Struct google_api_proto::google::cloud::bigquery::v2::JobConfigurationLoad
source · pub struct JobConfigurationLoad {Show 35 fields
pub source_uris: Vec<String>,
pub file_set_spec_type: i32,
pub schema: Option<TableSchema>,
pub destination_table: Option<TableReference>,
pub destination_table_properties: Option<DestinationTableProperties>,
pub create_disposition: String,
pub write_disposition: String,
pub null_marker: Option<String>,
pub field_delimiter: String,
pub skip_leading_rows: Option<i32>,
pub encoding: String,
pub quote: Option<String>,
pub max_bad_records: Option<i32>,
pub allow_quoted_newlines: Option<bool>,
pub source_format: String,
pub allow_jagged_rows: Option<bool>,
pub ignore_unknown_values: Option<bool>,
pub projection_fields: Vec<String>,
pub autodetect: Option<bool>,
pub schema_update_options: Vec<String>,
pub time_partitioning: Option<TimePartitioning>,
pub range_partitioning: Option<RangePartitioning>,
pub clustering: Option<Clustering>,
pub destination_encryption_configuration: Option<EncryptionConfiguration>,
pub use_avro_logical_types: Option<bool>,
pub reference_file_schema_uri: Option<String>,
pub hive_partitioning_options: Option<HivePartitioningOptions>,
pub decimal_target_types: Vec<i32>,
pub json_extension: i32,
pub parquet_options: Option<ParquetOptions>,
pub preserve_ascii_control_characters: Option<bool>,
pub connection_properties: Vec<ConnectionProperty>,
pub create_session: Option<bool>,
pub column_name_character_map: i32,
pub copy_files_only: Option<bool>,
}
Expand description
JobConfigurationLoad contains the configuration properties for loading data into a destination table.
Fields§
§source_uris: Vec<String>
[Required] The fully-qualified URIs that point to your data in Google Cloud. For Google Cloud Storage URIs: Each URI can contain one ‘’ wildcard character and it must come after the ‘bucket’ name. Size limits related to load jobs apply to external data sources. For Google Cloud Bigtable URIs: Exactly one URI can be specified and it has be a fully specified and valid HTTPS URL for a Google Cloud Bigtable table. For Google Cloud Datastore backups: Exactly one URI can be specified. Also, the ‘’ wildcard character is not allowed.
file_set_spec_type: i32
Optional. Specifies how source URIs are interpreted for constructing the file set to load. By default, source URIs are expanded against the underlying storage. You can also specify manifest files to control how the file set is constructed. This option is only applicable to object storage systems.

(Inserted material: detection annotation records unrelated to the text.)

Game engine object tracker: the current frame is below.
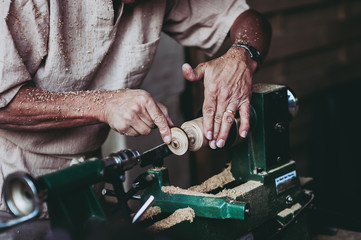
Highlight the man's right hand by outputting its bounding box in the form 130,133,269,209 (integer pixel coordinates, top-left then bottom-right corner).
100,89,174,144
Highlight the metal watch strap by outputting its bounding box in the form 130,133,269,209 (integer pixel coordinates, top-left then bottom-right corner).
232,42,262,70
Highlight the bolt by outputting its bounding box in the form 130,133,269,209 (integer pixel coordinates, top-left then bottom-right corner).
274,123,286,133
119,175,125,182
244,208,251,216
286,195,293,204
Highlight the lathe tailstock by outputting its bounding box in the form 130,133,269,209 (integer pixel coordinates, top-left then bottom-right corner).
0,84,313,240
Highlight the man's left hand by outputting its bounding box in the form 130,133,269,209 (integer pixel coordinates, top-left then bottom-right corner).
182,47,257,149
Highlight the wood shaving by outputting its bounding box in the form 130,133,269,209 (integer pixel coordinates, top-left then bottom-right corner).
147,207,196,232
188,166,235,193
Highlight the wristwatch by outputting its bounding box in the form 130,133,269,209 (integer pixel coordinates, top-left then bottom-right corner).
232,42,262,70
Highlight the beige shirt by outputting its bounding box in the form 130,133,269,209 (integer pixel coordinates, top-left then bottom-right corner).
0,0,248,209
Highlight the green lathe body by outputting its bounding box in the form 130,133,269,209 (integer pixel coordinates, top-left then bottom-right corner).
143,84,309,240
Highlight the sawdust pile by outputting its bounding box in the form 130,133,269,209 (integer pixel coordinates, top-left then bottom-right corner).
215,181,263,199
147,207,196,232
188,165,235,193
162,186,216,197
139,206,162,222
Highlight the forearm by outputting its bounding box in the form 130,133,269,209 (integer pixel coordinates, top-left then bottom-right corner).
230,10,272,60
0,86,109,131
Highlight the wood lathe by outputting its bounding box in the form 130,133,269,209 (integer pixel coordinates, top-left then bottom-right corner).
0,84,313,240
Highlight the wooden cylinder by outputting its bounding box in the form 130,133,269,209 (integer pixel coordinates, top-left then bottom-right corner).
168,117,241,155
168,127,189,156
181,117,208,152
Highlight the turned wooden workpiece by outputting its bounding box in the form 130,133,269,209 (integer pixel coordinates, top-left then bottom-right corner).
168,117,208,155
168,117,240,155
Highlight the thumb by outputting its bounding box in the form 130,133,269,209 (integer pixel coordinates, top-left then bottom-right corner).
182,63,205,82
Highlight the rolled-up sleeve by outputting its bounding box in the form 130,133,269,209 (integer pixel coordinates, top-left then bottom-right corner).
163,0,249,56
0,0,48,108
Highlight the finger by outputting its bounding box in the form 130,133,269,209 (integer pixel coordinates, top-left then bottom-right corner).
239,100,250,138
202,86,217,142
157,102,174,127
182,63,205,82
217,101,237,148
146,99,172,144
120,127,139,137
139,112,155,129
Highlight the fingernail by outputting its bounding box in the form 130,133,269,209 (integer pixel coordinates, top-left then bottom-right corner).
217,139,224,148
163,136,170,144
209,140,217,149
241,131,247,138
207,131,213,140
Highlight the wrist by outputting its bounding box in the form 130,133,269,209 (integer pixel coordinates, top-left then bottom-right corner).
232,42,262,71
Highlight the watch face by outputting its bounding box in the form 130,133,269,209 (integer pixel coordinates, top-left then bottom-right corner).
232,42,262,65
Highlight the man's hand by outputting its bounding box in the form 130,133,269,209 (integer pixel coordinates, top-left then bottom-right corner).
183,9,272,149
0,86,173,143
182,47,257,149
103,89,174,144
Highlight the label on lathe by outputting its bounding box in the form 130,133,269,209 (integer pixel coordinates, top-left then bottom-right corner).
275,170,297,194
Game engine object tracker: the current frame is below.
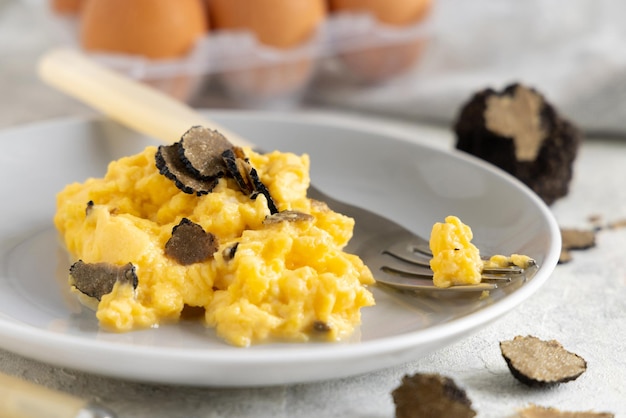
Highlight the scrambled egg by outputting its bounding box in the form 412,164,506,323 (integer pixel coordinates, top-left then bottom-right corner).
54,147,374,346
430,216,483,287
429,216,534,287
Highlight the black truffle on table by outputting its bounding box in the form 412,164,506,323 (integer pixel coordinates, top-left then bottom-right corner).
500,335,587,386
454,84,582,205
391,373,476,418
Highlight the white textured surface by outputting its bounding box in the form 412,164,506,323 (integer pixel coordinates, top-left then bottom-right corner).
0,0,626,418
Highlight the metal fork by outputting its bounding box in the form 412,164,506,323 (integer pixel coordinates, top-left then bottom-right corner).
39,49,532,291
309,186,538,292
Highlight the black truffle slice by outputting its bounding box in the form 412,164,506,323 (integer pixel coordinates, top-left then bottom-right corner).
517,405,615,418
454,84,581,204
155,142,219,196
250,168,278,214
500,335,587,386
222,242,239,261
180,126,233,179
70,260,139,300
391,373,476,418
263,210,314,225
165,218,218,266
222,150,278,214
222,150,255,196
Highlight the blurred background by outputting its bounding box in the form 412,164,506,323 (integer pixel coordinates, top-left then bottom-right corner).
0,0,626,136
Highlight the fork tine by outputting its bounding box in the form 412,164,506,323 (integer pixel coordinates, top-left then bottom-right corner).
383,237,433,267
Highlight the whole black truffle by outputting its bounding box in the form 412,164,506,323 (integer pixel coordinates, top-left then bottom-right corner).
454,84,581,205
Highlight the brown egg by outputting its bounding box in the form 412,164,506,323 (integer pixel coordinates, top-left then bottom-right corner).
208,0,326,48
328,0,432,84
208,0,326,107
50,0,83,15
80,0,208,58
328,0,432,26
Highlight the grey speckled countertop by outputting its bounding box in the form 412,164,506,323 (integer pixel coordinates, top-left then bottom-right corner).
0,0,626,418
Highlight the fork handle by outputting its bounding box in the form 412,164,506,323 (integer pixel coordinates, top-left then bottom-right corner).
38,48,254,148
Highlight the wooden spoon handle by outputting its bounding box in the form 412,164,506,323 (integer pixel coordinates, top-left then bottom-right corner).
0,374,114,418
38,48,253,147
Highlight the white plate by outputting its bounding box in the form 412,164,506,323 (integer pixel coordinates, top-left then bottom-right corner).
0,112,560,386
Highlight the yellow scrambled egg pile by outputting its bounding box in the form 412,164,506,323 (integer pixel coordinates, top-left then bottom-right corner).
429,216,533,287
54,147,374,346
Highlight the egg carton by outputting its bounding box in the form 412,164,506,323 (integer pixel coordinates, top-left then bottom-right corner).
46,13,429,108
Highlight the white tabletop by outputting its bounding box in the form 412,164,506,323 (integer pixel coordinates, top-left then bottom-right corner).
0,0,626,418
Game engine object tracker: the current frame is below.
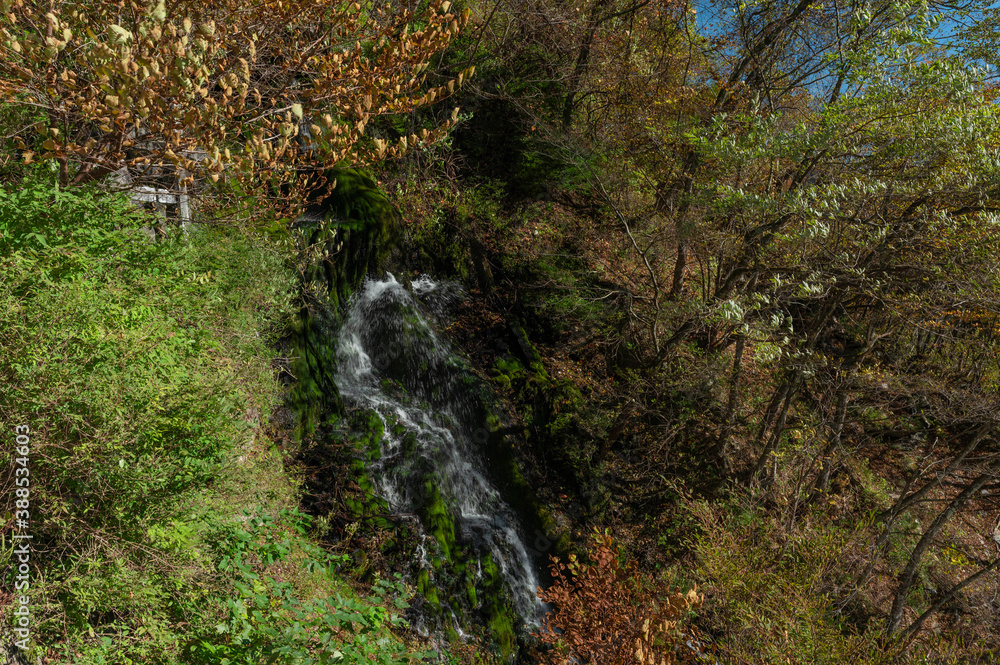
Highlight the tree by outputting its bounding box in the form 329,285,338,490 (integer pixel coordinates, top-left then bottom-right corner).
0,0,471,218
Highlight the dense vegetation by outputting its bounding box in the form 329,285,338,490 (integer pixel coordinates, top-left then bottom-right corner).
0,0,1000,664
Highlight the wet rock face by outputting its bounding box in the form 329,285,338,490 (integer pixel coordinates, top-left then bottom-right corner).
335,276,556,656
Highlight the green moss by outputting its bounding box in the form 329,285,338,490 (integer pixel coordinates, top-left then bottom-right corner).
420,478,455,562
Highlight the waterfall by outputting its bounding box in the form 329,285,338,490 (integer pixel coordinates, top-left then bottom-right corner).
335,275,545,625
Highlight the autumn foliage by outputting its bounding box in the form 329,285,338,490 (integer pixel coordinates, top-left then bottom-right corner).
0,0,471,214
538,533,704,665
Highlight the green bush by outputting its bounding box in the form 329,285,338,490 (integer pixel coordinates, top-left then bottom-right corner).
0,175,430,665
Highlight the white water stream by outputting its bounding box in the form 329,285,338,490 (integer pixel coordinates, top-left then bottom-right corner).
336,275,545,625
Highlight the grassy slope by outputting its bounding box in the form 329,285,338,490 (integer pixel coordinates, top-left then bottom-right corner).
0,179,436,664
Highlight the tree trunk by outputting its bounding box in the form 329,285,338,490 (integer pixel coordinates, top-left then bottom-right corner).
711,335,746,473
885,460,1000,638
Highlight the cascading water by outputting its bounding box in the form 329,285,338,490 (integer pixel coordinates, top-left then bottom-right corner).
335,275,545,624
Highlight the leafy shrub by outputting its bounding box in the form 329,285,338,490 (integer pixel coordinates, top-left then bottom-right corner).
538,533,703,665
0,174,434,665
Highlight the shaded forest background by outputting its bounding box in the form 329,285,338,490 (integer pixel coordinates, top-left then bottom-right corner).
0,0,1000,663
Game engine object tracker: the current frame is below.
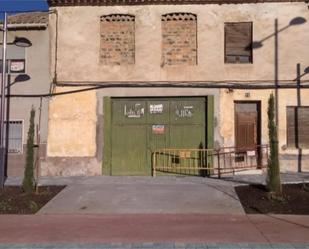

schema: Option<TableSchema>
Optional. The schema for the destination table. The schema can be omitted if the destination table already exists, or if you’re loading data from Google Cloud Datastore.
destination_table: Option<TableReference>
[Required] The destination table to load the data into.
destination_table_properties: Option<DestinationTableProperties>
Optional. [Experimental] Properties with which to create the destination table if it is new.
create_disposition: String
Optional. Specifies whether the job is allowed to create new tables. The following values are supported:
- CREATE_IF_NEEDED: If the table does not exist, BigQuery creates the table.
- CREATE_NEVER: The table must already exist. If it does not, a ‘notFound’ error is returned in the job result. The default value is CREATE_IF_NEEDED. Creation, truncation and append actions occur as one atomic update upon job completion.
write_disposition: String
Optional. Specifies the action that occurs if the destination table already exists. The following values are supported:
- WRITE_TRUNCATE: If the table already exists, BigQuery overwrites the data, removes the constraints and uses the schema from the load job.
- WRITE_APPEND: If the table already exists, BigQuery appends the data to the table.
- WRITE_EMPTY: If the table already exists and contains data, a ‘duplicate’ error is returned in the job result.
The default value is WRITE_APPEND. Each action is atomic and only occurs if BigQuery is able to complete the job successfully. Creation, truncation and append actions occur as one atomic update upon job completion.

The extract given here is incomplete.